AT THE heart of both Ross Garnaut’s interim report and the Rudd government’s Green Paper is the proposals for an Emissions Trading Scheme (ETS). The ETS is presented as the only option in the mainstream debate over how to deal with global warming.

Under an ETS, businesses that produce large amounts of carbon dioxide must purchase permits to pollute. Permits are distributed, or auctioned, by a government authority and traded as a commodity on the finance market.

Garnaut’s report was welcomed by all influential sections of the environment movement and the broader left. After years of Howard government denial and inaction, spokespeople from the Greens, the ACTU and Greenpeace all lauded the report as a “wake up call”. Criticism was restricted to Garnaut’s proposal to compensate emissions intensive industries.

Rudd’s ETS design is meeting far stiffer opposition. On current modeling, 30 per cent of permits will be given out for free, including up to 90 per cent of the permits required by the highest polluting industries. The fossil-fuel industry is being promised cash payments as “compensation”.

Greens climate spokesperson Christine Milne said the paper showed the government “had its foot on the break and accelerator at the same time” and had bowed to pressure from the “greenhouse mafia”. GetUp! labeled the proposal an “omissions trading scheme” and highlighted how the paper waivers from Garnaut’s recommendations.

But this approach, which posits Garnaut’s “good” ETS against that of Rudd, is mistaken. Garnaut’s entire scheme is constructed from the logic that climate change can be dealt with without any challenge to powerful interests or fundamental restructure of the economy. The Green Paper, with its explicit concessions to industry, is merely the conclusion to this logic.

The fact that major polluting infrastructure projects, such as the new coal fired power station in Victoria, have been given approval since the release of Garnaut’s paper demonstrates the “business as usual” message being sent through the ETS debate.

Across the world ETSs have failed to curb emissions and have resulted in increased profits for the industries most responsible for climate change. To accept an ETS means accepting neoliberalism, the idea that handing power and responsibility to “the market”, or major private companies, will result in positive social outcomes.

Both papers are heavy with arguments to justify the place of neoliberal ideology at the centre of policy making. This approach was thoroughly rejected at the last election by Australian workers fed up with Howard’s neoliberal attacks.

Garnaut celebrates his role as a key adviser to the Hawke government through the initial process of neoliberal restructure in Australia, which saw privatisation of major government assets, deregulation and de-unionisation across the economy.

Praise for Garnaut is often accompanied by a demand for further government action, such as the investment in renewable energy, public transport and energy efficiency measures we desperately need. But this demonstrates either complete ignorance or willful blindness to the neoliberal content of Garnaut’s proposals, which explicitly counter-pose the idea of substantial public investment in clean infrastructure to the development of a functioning ETS.

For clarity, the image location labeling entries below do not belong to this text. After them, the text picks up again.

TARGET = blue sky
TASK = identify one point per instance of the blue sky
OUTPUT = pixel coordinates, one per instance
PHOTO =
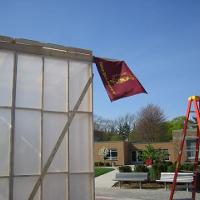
(159, 40)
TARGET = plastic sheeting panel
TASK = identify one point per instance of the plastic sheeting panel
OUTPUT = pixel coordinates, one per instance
(29, 81)
(22, 188)
(80, 145)
(27, 151)
(55, 187)
(53, 124)
(84, 184)
(37, 95)
(6, 77)
(79, 75)
(56, 85)
(4, 189)
(5, 126)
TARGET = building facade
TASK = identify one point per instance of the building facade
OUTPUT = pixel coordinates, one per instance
(127, 153)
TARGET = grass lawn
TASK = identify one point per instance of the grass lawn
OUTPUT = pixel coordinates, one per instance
(102, 170)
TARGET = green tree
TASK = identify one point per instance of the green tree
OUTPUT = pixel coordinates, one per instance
(150, 124)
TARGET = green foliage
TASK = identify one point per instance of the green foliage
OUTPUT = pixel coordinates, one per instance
(171, 167)
(125, 169)
(102, 170)
(116, 137)
(187, 167)
(140, 168)
(148, 153)
(98, 164)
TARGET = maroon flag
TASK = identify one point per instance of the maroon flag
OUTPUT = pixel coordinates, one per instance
(118, 79)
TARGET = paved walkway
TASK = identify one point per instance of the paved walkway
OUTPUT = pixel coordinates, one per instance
(105, 191)
(143, 194)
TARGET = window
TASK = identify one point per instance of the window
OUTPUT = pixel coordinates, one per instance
(112, 154)
(136, 156)
(163, 154)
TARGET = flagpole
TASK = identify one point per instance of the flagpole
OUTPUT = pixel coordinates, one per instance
(59, 141)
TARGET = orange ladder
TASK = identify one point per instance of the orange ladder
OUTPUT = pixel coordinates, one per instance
(195, 101)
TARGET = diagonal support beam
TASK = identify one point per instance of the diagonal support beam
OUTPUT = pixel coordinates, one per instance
(59, 141)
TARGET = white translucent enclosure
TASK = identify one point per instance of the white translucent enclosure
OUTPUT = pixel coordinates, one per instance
(6, 77)
(56, 84)
(4, 189)
(80, 128)
(29, 81)
(51, 132)
(5, 126)
(39, 86)
(83, 181)
(27, 152)
(23, 186)
(79, 73)
(55, 186)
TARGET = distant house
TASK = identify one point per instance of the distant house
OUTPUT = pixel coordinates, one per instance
(126, 153)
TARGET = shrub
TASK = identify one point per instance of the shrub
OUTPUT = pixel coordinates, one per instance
(171, 167)
(187, 167)
(140, 168)
(125, 169)
(107, 164)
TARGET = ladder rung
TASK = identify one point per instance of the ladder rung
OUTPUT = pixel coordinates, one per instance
(194, 98)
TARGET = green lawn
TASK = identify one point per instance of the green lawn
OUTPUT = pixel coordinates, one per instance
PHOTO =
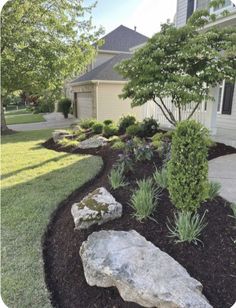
(34, 181)
(24, 118)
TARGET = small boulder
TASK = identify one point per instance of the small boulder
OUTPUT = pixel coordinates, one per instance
(96, 208)
(93, 142)
(59, 134)
(141, 272)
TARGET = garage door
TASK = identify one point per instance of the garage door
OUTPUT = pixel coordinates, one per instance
(84, 105)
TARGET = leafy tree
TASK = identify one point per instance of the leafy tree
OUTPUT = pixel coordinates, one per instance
(43, 43)
(182, 64)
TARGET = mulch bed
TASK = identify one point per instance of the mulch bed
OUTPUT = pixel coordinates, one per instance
(213, 263)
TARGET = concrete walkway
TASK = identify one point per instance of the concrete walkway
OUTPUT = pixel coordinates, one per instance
(53, 120)
(223, 170)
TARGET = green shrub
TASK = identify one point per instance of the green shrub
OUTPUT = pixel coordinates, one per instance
(64, 106)
(87, 123)
(214, 190)
(97, 128)
(160, 177)
(143, 153)
(187, 228)
(118, 145)
(188, 166)
(81, 137)
(134, 130)
(144, 199)
(107, 122)
(116, 177)
(149, 127)
(110, 130)
(125, 122)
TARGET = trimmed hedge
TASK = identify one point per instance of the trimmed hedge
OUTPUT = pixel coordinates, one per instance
(188, 166)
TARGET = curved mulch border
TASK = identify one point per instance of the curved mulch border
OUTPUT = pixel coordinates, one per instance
(213, 264)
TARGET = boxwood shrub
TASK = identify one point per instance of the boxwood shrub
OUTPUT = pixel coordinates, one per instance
(188, 166)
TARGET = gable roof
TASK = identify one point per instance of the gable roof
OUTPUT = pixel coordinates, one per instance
(104, 71)
(122, 39)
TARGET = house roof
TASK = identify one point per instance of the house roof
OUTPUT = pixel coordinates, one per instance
(122, 39)
(104, 71)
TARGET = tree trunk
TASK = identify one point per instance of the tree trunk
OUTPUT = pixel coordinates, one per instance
(4, 128)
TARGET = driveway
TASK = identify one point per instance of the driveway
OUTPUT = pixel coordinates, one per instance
(53, 120)
(223, 170)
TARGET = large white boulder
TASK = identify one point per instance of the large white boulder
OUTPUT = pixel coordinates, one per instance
(141, 272)
(97, 207)
(93, 142)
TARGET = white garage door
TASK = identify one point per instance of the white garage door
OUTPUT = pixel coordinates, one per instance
(84, 105)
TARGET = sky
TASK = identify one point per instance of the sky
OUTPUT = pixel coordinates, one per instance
(146, 15)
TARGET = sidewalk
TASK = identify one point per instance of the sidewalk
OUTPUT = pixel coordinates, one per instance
(223, 170)
(53, 120)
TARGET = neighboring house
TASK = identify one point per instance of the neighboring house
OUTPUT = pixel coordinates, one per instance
(96, 93)
(219, 116)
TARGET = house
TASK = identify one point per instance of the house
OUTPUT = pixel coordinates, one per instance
(96, 93)
(219, 116)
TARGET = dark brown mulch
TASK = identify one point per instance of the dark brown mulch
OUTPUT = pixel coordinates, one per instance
(213, 264)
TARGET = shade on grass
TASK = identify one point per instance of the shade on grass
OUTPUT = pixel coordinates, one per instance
(34, 181)
(24, 118)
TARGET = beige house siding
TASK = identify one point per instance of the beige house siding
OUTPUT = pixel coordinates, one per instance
(181, 13)
(110, 106)
(228, 121)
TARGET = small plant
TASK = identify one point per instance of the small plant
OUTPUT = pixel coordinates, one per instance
(125, 160)
(107, 122)
(214, 190)
(144, 199)
(125, 122)
(81, 137)
(187, 227)
(87, 123)
(134, 130)
(116, 177)
(110, 130)
(160, 177)
(143, 152)
(97, 128)
(64, 106)
(149, 127)
(118, 145)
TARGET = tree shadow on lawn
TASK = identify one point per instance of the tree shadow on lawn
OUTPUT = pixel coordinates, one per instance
(56, 159)
(26, 211)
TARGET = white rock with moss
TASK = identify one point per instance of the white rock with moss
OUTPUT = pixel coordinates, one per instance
(60, 134)
(97, 207)
(139, 270)
(93, 142)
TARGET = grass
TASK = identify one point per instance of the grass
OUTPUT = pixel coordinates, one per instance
(24, 118)
(34, 181)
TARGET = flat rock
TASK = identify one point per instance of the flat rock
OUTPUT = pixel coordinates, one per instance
(97, 207)
(139, 270)
(60, 134)
(93, 142)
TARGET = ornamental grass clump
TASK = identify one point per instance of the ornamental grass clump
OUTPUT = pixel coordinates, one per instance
(116, 177)
(188, 167)
(214, 190)
(187, 227)
(144, 199)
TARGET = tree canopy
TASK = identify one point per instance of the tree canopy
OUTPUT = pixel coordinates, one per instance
(182, 64)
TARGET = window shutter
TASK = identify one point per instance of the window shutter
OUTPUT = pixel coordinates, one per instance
(228, 98)
(190, 8)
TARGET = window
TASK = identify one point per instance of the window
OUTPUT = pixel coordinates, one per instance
(225, 98)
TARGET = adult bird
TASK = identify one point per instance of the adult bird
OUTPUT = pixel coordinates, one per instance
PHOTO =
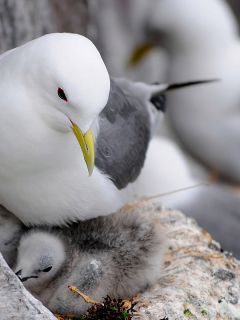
(55, 86)
(198, 46)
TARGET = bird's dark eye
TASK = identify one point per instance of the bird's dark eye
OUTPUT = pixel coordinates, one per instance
(61, 94)
(47, 269)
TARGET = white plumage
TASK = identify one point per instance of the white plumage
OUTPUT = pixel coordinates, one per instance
(202, 40)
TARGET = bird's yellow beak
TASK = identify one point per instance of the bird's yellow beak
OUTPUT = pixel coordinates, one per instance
(87, 145)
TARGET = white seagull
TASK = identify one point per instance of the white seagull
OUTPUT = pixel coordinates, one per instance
(55, 86)
(201, 37)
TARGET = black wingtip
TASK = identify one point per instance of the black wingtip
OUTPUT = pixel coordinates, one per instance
(190, 83)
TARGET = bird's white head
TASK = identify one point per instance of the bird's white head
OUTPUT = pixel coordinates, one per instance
(40, 256)
(64, 79)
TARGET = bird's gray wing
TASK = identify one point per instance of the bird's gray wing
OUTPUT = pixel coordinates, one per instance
(123, 137)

Garnaut argues that his scheme will, “build on the national reform agenda” in the energy sector, one “of national competition policy and progressive privatisation”.

He argues for the sale of existing government electricity assets and for complete price deregulation. He warns that “Australian distrust of markets” could lead to a “second guessing of the market”. Public investment must be restricted to funding for research and its “commercialisation” to avoid distortion of the ETS.

Public investment is similarly excluded from the Green Paper. For example, it argues an ETS will encourage the trend towards “small and medium cars”, while public transportation is not discussed as an alternative option.

In fact the only concrete investment commitment in the Green Paper summary is the $500 million allocated in the current budget towards “carbon capture and storage technology”, or “clean coal”. The models outlined in both papers are completely reliant on the development of this non-existent technology and cite its adoption within almost every concrete example of how an ETS will deliver change.

The introduction of an ETS cannot be a mechanism for progressive environmental reform; it is a neoliberal attack. It will increase prices and hardship for working people, deliver even greater power to companies capable of speculating with permits and facilitate further privatisation. It is imperative that the grassroots environment movement takes a stand within this debate, coming out strongly in defense of the interests of workers and demanding immediate government action to mitigate climate disaster.